The CLAS and the Creative School are changes to DePauw’s two existing colleges. According to White, the university intends to reaffirm its commitment to the sciences as a part of a liberal arts education.
“We know we do science… Obviously Percy Julian is one of many examples of great scientists who have come up through DePauw,” White said. “We're formally adding sciences to the name again because prospective students and families when they think liberal arts, they may not understand that the liberal arts also includes the scientists.”
The Creative School will include what is currently the School of Music as the Division of Music and will also include other departments focusing on the creative and performing arts. It is supposed to open in 2024.
The School of Business and Leadership, projected to open in 2023, which is backed by a $40 million gift, will adapt some current majors but will also introduce new majors and minors for the school’s focus area. According to White, prospective business majors make up a large group of potential incoming students.

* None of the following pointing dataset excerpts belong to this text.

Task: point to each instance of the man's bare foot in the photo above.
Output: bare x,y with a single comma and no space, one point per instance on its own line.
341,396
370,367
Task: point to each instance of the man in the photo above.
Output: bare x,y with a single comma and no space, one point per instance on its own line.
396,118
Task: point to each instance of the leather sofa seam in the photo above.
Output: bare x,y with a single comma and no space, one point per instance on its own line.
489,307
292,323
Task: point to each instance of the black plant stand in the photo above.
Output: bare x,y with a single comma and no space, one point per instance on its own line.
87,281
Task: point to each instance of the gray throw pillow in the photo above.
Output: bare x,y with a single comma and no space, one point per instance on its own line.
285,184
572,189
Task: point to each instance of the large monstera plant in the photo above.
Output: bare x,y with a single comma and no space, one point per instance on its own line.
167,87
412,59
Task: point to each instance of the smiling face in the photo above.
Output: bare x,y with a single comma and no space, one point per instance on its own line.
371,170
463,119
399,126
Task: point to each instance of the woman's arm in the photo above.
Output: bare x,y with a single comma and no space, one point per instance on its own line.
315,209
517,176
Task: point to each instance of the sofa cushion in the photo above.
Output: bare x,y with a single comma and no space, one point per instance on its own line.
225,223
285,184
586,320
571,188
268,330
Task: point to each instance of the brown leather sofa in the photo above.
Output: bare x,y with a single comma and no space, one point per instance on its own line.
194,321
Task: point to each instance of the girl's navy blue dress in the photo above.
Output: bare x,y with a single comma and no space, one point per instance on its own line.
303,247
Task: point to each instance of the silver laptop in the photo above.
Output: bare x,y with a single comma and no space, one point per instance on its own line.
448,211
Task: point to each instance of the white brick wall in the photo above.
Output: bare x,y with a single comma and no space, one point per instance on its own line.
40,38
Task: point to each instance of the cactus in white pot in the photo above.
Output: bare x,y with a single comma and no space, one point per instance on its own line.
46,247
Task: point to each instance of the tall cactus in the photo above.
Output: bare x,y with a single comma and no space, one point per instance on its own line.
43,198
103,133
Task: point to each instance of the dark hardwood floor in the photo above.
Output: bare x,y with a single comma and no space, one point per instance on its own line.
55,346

White believes the creation of the School of Business and Leadership will provide the education these students are seeking.

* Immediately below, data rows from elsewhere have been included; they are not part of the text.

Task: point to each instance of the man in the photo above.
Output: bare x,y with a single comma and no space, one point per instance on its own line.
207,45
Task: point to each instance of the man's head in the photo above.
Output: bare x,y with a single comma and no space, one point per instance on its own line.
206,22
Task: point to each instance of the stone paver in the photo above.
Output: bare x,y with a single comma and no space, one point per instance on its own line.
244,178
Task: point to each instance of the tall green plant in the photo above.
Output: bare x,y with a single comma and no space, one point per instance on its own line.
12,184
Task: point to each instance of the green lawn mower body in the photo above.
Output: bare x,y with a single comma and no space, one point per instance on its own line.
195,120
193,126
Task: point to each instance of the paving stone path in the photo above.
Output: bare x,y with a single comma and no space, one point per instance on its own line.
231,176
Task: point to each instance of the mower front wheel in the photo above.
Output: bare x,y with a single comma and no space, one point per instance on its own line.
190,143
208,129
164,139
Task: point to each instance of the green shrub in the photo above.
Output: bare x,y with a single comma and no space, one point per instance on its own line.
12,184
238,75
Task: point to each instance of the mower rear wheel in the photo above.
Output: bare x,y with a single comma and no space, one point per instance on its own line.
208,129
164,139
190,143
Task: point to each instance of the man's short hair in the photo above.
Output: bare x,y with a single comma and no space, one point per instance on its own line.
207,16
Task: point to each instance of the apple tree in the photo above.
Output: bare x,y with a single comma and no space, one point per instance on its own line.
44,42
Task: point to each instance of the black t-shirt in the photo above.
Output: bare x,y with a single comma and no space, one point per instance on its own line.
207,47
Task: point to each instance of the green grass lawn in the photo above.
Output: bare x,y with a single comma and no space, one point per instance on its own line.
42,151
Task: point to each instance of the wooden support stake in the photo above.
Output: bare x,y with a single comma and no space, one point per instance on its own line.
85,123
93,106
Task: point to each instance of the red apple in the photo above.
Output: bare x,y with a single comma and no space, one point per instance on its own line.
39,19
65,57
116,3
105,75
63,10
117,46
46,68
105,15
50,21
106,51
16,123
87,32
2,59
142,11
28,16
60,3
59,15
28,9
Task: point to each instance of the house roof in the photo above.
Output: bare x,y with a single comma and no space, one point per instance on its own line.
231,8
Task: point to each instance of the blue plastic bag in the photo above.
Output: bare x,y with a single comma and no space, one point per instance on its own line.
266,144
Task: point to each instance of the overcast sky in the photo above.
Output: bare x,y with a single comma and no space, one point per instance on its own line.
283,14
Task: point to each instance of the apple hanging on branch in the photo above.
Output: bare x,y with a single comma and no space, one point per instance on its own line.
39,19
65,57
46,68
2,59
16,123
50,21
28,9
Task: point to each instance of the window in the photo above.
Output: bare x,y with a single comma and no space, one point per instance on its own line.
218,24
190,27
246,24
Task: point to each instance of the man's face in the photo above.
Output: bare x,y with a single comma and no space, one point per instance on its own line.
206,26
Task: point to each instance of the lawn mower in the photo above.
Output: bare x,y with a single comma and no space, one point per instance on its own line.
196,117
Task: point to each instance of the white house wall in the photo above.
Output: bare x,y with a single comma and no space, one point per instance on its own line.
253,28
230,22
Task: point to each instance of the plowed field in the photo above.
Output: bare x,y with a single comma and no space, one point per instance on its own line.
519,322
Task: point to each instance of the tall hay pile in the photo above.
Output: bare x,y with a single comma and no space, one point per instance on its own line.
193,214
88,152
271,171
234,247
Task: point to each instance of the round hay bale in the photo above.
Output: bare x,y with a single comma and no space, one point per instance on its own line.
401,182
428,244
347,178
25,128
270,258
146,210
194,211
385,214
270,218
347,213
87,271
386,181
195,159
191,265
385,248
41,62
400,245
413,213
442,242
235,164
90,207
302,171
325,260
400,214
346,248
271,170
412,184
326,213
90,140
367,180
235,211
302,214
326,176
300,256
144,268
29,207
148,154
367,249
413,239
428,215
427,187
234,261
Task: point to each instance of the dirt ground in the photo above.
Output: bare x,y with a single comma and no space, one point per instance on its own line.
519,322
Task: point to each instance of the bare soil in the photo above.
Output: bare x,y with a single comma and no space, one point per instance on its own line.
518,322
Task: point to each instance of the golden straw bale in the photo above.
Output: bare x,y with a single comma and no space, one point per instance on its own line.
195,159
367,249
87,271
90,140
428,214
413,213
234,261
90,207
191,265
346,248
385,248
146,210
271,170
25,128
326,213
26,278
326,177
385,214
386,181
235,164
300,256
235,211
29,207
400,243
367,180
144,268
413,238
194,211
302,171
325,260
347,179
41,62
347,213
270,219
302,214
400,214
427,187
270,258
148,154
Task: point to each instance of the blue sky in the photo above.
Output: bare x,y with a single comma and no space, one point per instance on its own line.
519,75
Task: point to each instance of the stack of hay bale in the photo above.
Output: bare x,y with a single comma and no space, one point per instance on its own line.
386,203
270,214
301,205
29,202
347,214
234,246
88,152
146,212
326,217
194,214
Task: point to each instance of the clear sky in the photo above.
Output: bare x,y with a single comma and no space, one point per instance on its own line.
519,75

“We want to tell the world we're all in and we also want to provide the broad perspective on business and leadership that you can do through a school beyond what you could do with a major,” White said. “We also want to encourage students to fully connect the courses that we're offering through the School of Business and Leadership with courses in the creative school with courses in the College of Arts, liberal arts and sciences. So giving students this really broad opportunity to figure out a way to marry and connect [a lot] of things that students are interested in.”

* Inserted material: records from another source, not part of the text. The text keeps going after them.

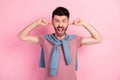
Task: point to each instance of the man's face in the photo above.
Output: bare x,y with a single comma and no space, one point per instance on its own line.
60,24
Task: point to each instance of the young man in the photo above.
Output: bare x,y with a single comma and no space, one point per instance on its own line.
59,50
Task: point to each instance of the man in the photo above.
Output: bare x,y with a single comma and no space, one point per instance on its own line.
59,50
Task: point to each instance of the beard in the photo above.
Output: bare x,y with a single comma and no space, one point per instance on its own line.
60,31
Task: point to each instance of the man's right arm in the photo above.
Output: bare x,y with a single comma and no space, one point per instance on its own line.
25,33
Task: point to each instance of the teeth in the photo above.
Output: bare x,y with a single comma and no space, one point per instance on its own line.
60,29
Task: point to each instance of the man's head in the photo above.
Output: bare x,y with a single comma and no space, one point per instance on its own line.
60,20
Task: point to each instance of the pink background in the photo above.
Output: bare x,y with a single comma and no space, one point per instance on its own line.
19,60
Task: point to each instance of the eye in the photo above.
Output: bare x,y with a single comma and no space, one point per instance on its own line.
64,21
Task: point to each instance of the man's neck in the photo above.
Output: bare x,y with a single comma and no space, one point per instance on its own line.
60,37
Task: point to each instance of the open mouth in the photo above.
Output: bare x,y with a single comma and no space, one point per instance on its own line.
60,29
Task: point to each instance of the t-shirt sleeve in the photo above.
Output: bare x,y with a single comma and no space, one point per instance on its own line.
41,40
78,41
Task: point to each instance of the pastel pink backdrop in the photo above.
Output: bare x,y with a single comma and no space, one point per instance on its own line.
19,60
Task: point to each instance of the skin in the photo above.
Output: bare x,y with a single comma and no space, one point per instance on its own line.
60,24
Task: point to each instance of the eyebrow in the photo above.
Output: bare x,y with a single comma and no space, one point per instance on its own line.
63,19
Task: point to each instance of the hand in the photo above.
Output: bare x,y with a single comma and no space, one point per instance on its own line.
78,22
43,22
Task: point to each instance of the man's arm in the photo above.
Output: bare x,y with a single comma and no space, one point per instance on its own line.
95,35
25,33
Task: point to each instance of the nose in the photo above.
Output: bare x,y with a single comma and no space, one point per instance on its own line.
60,24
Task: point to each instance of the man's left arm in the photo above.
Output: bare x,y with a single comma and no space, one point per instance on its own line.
95,35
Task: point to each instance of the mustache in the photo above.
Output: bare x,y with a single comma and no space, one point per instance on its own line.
60,27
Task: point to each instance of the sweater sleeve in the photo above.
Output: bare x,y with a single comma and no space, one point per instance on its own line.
78,41
41,40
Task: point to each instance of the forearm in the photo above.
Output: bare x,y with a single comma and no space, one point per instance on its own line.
26,31
93,32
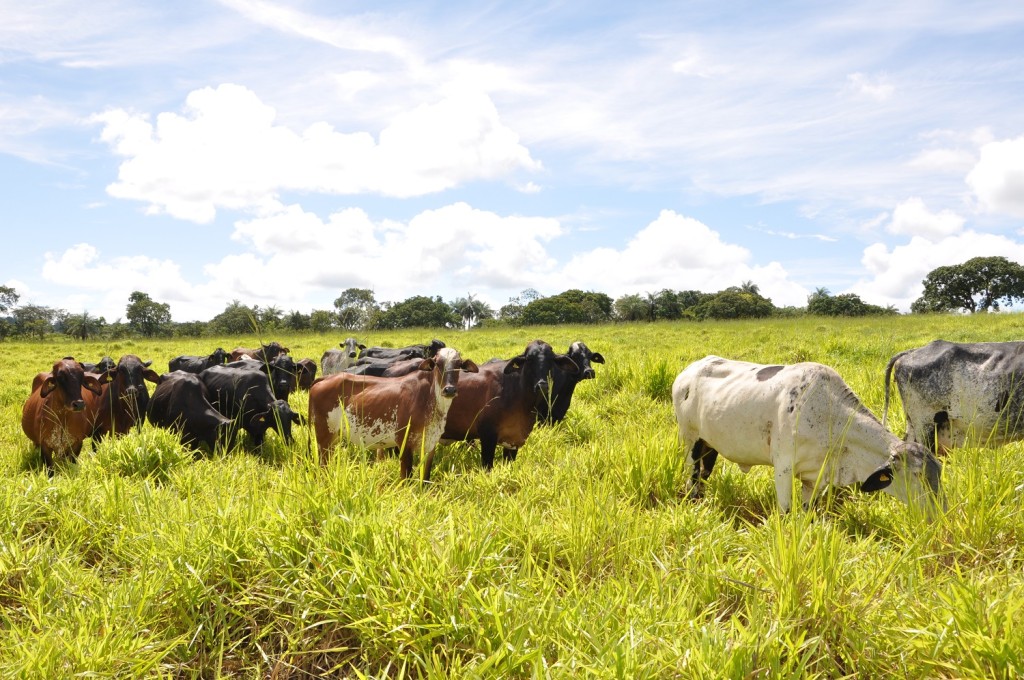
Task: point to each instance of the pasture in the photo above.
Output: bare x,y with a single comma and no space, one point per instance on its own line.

Credit requirements for the three schools will remain relatively consistent, according to White, although specific programs – such as music performance majors – may have different credit requirements in order to follow accreditation standards.
The Strategic Plan will require an increase in funding, which White acknowledges has worried some people. She expressed her commitment to raising money for the initiatives. Although tuition for next year will increase, White said the increase is less than it has been in previous years and not directly related to the university’s plan. It’s because of “everything that you've read in the newspaper right? Inflation, wanting to adequately and fairly compensate our employees,” White said.
The plan will also examine the university as an employer. White said that DePauw aims to be “an employer of choice.” To that end, the university will be evaluating employee benefits such as healthcare compared to the packages offered by other employers. The university is also looking into “live where you work” initiatives, hoping to bring more staff into the greater Greencastle community.
“Let's say you have a class at four o'clock and at five when the class is over the faculty member says, ‘Hey, come over to my house … let's continue talking about what we talked about in class and let's have some nibbles,” White said. “I think it means that folks can come to football games and come to your music events in ways that are much easier than if you live all the way in Indianapolis.”
Many aspects of the strategic plan call for the university to gather data and opinions about current policies or departments at the school to better determine how to meet the plan’s stated goals. Student and staff feedback is welcome at all levels, according to White. The DePauw Student Government (DSG) and the advisory councils the school forms for specific issues are two ways for students to share their voices.